First, they can be highly complementary with other forms of climate mitigation. After all, biomass energy with carbon capture and storage (BECCS), the best studied negative emissions technology and the one that seems to attract the most fervent support (at least currently), owes its ‘negativity’ to the CCS part of its name. The same is true for direct air capture (DAC): the captured carbon has to be stored somewhere (unless a productive use can be found for it), and underground storage is the obvious choice.
And, second, permanence – the longevity of stored carbon – is much less of a concern in the context of geological storage than it is for biological storage.
Storage of CO2 under pressure in depleted aquifers and rock fissures – the basis of most CCS initiatives – is measured on a timescale of thousands of years. The fundamental logic of enhanced weathering is to mineralise CO2 – to transform CO2 into solid, mineral form (typically carbonates such as calcite and magnesite) – precisely in order to lock up the carbon on timescales of potentially hundreds of thousands of years. Forestry projects, by way of contrast, are considered to be doing well if they can lock up their stored carbon for 100 years (and often considerably less).
The CarbFix project in Iceland. Water-CO2 mixture is injected from the Hellisheidi geothermal power plant (left) into basaltic rock formations 1 km beneath the surface where, within 2 years, it chemically reacts to form solid carbonate minerals (right). Credit: CarbFix
Where geocarbon solutions, at least the carbon sequestration varieties, do lag behind their biocarbon counterparts is on cost.
Cost comparisons between different mitigation approaches are notoriously difficult, owing to different accounting conventions, different assumptions, different timeframes and even site-specific differences. Nonetheless, it’s undeniably true that most geocarbon solutions would struggle to be implemented under prevailing carbon prices, even if all other factors were favourable. Currently, over half of the emissions covered by carbon pricing instruments – and, remember, only20% of emissions are anyway covered by such instruments – face prices below US$ 10/tCO2e.

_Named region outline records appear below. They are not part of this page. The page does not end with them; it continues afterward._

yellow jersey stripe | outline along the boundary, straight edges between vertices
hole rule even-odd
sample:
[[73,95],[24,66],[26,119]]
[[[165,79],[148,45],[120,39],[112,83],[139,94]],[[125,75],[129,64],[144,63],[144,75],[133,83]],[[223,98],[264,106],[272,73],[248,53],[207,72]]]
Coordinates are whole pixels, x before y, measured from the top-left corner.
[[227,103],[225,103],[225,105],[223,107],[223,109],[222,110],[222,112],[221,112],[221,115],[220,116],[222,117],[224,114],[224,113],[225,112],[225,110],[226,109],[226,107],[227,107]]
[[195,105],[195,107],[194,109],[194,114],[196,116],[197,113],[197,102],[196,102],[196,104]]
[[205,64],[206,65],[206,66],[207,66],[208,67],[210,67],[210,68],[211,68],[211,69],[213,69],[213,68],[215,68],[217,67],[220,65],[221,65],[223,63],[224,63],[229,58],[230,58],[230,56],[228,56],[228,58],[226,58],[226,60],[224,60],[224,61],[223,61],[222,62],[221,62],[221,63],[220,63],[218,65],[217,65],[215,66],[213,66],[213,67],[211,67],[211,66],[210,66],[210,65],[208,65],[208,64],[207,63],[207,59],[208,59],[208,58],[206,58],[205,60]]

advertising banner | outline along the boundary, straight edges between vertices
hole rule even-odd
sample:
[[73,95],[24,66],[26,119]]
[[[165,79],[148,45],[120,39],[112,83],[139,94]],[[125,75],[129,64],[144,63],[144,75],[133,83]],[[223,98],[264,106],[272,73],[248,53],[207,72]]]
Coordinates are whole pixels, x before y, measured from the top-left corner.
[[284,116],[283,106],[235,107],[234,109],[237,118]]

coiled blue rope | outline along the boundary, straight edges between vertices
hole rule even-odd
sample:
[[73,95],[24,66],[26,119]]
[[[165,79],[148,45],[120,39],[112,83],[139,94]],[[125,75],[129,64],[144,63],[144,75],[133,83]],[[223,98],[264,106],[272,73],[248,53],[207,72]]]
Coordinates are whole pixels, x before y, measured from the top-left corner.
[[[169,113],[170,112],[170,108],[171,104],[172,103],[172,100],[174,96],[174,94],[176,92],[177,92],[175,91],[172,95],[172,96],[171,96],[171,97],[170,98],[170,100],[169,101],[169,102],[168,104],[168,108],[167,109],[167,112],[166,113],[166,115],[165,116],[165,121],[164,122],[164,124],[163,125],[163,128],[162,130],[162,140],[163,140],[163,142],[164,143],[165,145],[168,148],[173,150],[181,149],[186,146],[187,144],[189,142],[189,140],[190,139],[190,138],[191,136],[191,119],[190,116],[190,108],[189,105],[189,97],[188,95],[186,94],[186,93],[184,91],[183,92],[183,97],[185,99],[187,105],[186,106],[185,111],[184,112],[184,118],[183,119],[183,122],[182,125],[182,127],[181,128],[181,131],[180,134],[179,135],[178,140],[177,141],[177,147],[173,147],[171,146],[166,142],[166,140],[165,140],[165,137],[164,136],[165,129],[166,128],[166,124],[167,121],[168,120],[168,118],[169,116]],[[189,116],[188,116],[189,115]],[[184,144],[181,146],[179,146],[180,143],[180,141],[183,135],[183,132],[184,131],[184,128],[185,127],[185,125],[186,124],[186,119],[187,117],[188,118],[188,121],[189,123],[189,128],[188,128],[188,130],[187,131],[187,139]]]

That said, the cost of non-geocarbon mitigation approaches – biological or otherwise – are themselves likely to increase as low-hanging fruit are depleted and difficult-to-reach sectors, such as aviation and industry, are addressed.
And, frankly, given the stark reality we face of ever-rising emissions, inadequate Nationally Determined Contributions (NDCs) and a rapidly-depleting global carbon budget, it may be time to focus on biophysical necessity rather than cost minimisation.
Geocarbon offers an attractive suite of approaches to complement ‘classical’ mitigation and sequestration solutions. In short, geocarbon rocks.